In 1905 an iridescent fey shed her gossamer wings and slid into a world of hand-wringing and sleep draughts. As she took her first breath, her mother took her last. “I have birthed a numinous creature, and its enough,” her mother sighed. “Its more than enough.”  Murta’s tiny hand firmly gripped her mother’s wedding band.

As her life progressed, pastoral scenes and snatches of bliss made life seem a useful pastime. Tendrils of honey tumbled down her slight shoulders. Her eyes were Wedgewood blue, as though crazy-lace agates had been prepared for instalment. Pulverized Herkimer diamonds were scattered around her iris. Murta tremulously held her step-sister in her plush pink hands. Seven months of incubation hadn’t been enough and the babe left this world, despite Murta’s pleadings. She comforted Ma Ma (her stepmother), and wrapped her sister in a peach bunny rug,placing her in the icebox until the official farewell.

In time, Ma Ma delivered a little boy. Murta anxiously watched over Clint throughout the eventide, the silence broken by the redwood repeater in the hall. She stroked his cheek with her little finger,the summer evening engorged with floral aromas piped into the rhythmic breeze. Ma Ma admired the children from the veranda as she gripped the iron lacework. Murta was teaching Clint to ride his pony. She loved her little brother, a blessed gift from another woman.

Murta’s head was turned as a young socialite. Douglas Fairbanks had nothing on this young doctor. Mesmerized, Murta hurried when he called, his voice carrying her to Bowen in far Nth Queensland. She was impetuous, imbibing at parties thrown in the roaring twenties; climbing iron fences, dashing to the water’s edge. Wild, wilful, a dedicated suffragette. She caught a glimpse of herself as she polished  a Venetian mirror. She smiled, recalling her box of secrets, fringed with satin ribbons.

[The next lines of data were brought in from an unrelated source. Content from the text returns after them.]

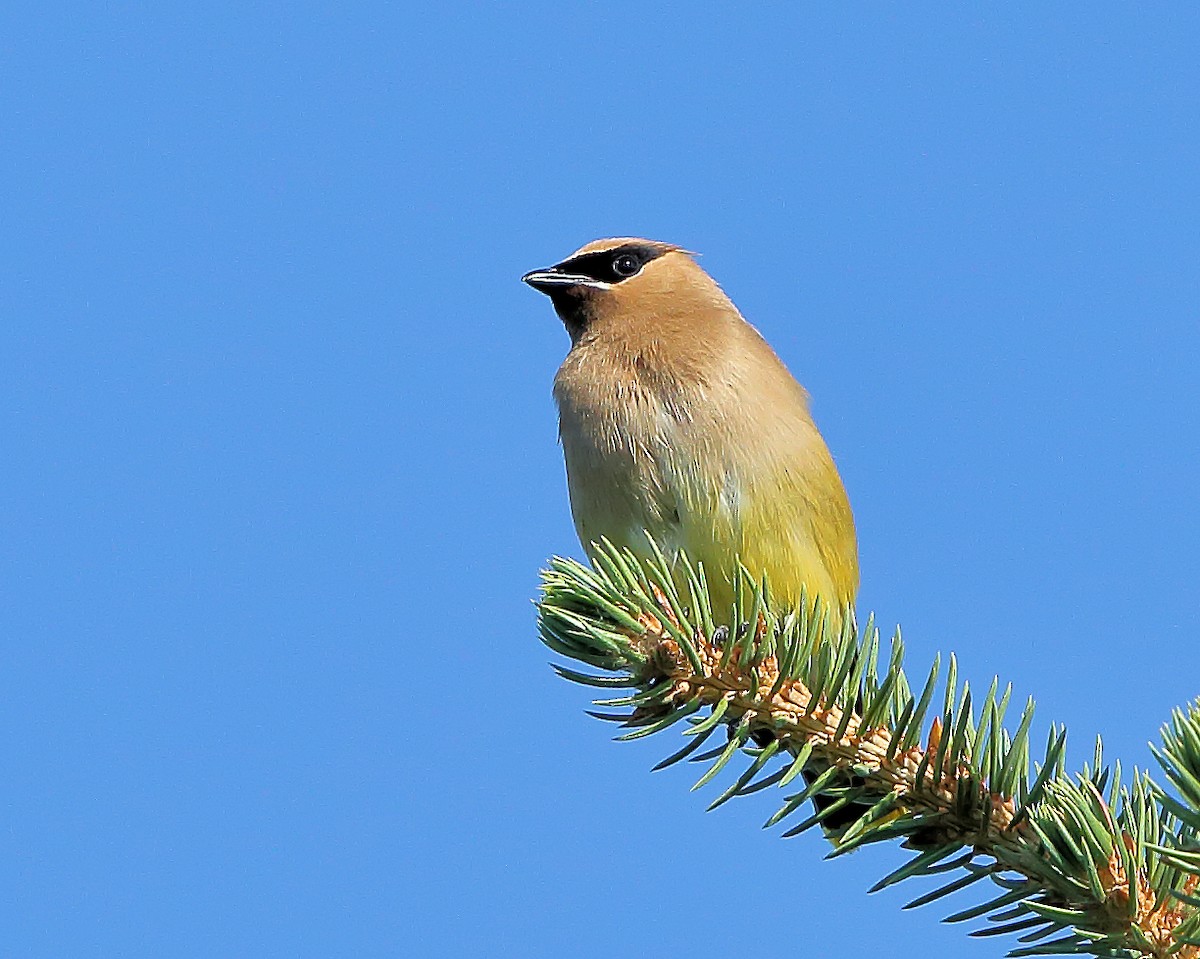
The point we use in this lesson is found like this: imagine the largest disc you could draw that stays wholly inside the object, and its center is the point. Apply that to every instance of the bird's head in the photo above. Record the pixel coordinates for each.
(623, 280)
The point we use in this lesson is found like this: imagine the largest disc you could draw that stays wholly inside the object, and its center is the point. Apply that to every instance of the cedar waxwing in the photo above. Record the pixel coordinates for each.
(678, 419)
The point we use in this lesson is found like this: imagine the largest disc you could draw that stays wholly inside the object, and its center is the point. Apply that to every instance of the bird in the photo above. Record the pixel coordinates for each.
(679, 423)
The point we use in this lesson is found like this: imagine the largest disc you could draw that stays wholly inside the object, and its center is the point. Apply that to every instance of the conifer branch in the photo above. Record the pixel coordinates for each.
(1084, 864)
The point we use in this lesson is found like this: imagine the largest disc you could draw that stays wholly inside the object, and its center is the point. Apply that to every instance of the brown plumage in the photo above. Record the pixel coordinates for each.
(678, 419)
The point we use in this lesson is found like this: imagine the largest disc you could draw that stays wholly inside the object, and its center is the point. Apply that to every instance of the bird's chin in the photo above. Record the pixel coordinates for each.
(574, 307)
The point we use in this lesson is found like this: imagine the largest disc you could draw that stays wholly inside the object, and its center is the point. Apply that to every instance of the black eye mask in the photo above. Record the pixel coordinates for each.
(611, 265)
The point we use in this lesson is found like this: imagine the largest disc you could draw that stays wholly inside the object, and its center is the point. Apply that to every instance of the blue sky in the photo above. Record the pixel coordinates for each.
(280, 463)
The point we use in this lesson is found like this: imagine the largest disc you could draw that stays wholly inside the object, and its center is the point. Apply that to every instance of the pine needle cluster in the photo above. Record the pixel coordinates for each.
(1086, 864)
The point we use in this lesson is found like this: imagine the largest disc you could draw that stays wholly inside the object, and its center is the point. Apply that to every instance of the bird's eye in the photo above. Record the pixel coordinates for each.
(627, 264)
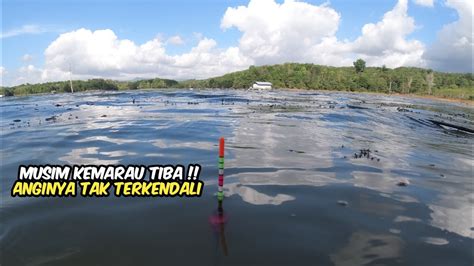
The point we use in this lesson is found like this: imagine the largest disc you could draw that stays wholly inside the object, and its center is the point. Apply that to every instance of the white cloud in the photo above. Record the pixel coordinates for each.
(453, 48)
(275, 33)
(3, 72)
(101, 53)
(26, 58)
(25, 29)
(427, 3)
(175, 40)
(301, 32)
(385, 42)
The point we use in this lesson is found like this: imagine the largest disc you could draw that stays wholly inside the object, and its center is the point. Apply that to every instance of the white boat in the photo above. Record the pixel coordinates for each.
(261, 85)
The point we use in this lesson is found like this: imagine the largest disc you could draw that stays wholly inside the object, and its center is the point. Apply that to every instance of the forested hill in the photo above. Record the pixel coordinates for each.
(291, 75)
(85, 85)
(357, 78)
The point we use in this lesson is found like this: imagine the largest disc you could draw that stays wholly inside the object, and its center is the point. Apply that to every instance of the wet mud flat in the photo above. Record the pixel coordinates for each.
(311, 178)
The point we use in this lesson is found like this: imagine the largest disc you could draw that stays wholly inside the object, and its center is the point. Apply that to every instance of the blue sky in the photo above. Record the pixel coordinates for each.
(29, 27)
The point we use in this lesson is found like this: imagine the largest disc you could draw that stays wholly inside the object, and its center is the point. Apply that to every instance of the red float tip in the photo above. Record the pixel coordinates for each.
(221, 147)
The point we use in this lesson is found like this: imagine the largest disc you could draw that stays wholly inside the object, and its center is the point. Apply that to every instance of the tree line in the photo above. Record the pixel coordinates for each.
(292, 75)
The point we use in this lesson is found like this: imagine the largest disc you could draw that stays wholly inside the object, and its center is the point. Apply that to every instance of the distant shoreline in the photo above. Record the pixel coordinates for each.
(406, 95)
(405, 81)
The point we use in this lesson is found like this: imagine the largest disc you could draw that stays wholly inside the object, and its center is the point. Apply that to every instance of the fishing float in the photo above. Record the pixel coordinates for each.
(220, 190)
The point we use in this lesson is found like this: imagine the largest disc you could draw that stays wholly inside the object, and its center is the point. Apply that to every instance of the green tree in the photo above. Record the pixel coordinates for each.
(359, 65)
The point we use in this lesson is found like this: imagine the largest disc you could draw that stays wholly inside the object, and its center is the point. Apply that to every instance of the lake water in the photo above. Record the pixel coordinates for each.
(297, 191)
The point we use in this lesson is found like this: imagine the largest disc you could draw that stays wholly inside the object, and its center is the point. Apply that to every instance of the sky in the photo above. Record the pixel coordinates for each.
(117, 39)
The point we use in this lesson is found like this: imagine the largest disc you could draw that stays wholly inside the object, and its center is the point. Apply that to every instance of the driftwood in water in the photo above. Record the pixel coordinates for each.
(440, 123)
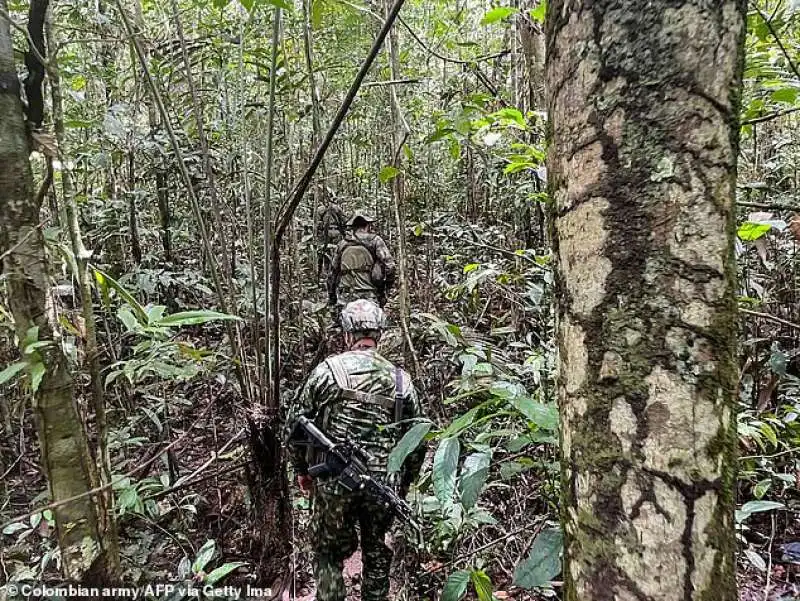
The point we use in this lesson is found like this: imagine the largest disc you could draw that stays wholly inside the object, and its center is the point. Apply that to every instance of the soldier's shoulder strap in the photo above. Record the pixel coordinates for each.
(343, 382)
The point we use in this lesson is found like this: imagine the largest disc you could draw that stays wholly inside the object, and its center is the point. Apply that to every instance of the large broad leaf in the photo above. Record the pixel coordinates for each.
(406, 446)
(219, 573)
(445, 462)
(105, 281)
(497, 14)
(188, 318)
(750, 231)
(752, 507)
(456, 586)
(204, 555)
(482, 584)
(538, 13)
(545, 416)
(11, 371)
(388, 173)
(543, 563)
(473, 477)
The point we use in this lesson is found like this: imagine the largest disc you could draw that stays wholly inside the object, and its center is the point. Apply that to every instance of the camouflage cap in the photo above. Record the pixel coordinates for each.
(362, 315)
(362, 216)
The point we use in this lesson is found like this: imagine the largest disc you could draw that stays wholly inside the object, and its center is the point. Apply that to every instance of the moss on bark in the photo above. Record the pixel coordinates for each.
(643, 101)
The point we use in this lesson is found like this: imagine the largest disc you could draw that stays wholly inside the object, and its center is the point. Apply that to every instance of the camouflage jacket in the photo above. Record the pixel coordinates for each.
(329, 224)
(362, 411)
(353, 270)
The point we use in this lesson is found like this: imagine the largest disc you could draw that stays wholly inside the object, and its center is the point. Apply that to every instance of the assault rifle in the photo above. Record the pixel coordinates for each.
(348, 464)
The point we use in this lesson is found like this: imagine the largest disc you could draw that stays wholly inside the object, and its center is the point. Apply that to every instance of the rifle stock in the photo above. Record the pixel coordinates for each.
(348, 464)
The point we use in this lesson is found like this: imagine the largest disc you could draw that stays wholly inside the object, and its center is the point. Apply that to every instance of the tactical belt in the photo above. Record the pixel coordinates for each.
(342, 381)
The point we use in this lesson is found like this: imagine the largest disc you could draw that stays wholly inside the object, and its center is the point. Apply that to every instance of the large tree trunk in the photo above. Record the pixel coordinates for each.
(66, 461)
(643, 100)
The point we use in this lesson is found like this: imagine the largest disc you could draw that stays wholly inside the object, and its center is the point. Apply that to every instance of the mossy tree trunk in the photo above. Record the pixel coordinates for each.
(66, 460)
(643, 100)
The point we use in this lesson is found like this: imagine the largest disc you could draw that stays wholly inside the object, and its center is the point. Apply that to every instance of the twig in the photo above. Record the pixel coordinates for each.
(391, 82)
(450, 59)
(108, 485)
(24, 238)
(295, 196)
(34, 50)
(768, 23)
(185, 482)
(214, 456)
(769, 556)
(771, 318)
(778, 454)
(776, 206)
(770, 117)
(11, 467)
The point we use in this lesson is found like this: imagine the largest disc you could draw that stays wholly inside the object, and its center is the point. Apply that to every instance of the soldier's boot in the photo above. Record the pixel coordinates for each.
(329, 578)
(375, 571)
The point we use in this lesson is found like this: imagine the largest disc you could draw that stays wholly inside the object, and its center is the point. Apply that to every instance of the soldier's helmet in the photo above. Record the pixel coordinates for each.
(361, 216)
(362, 316)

She smuggled an orphaned joey onto a train in Brisbane and coaxed him to eat a little cereal. Murta proudly offered him to Clint. She watched from the veranda, rubbing her pendulous belly, her first child growing beneath her skin. She watched Clint, his hair falling over his absythne eyes. He and his best friend, Rex, played with the ‘roo and it bounded after them as a dog might. Robert, a sixteen year old chum, straggled after them. He admired Clint’s torrid, isatiable love affair with life.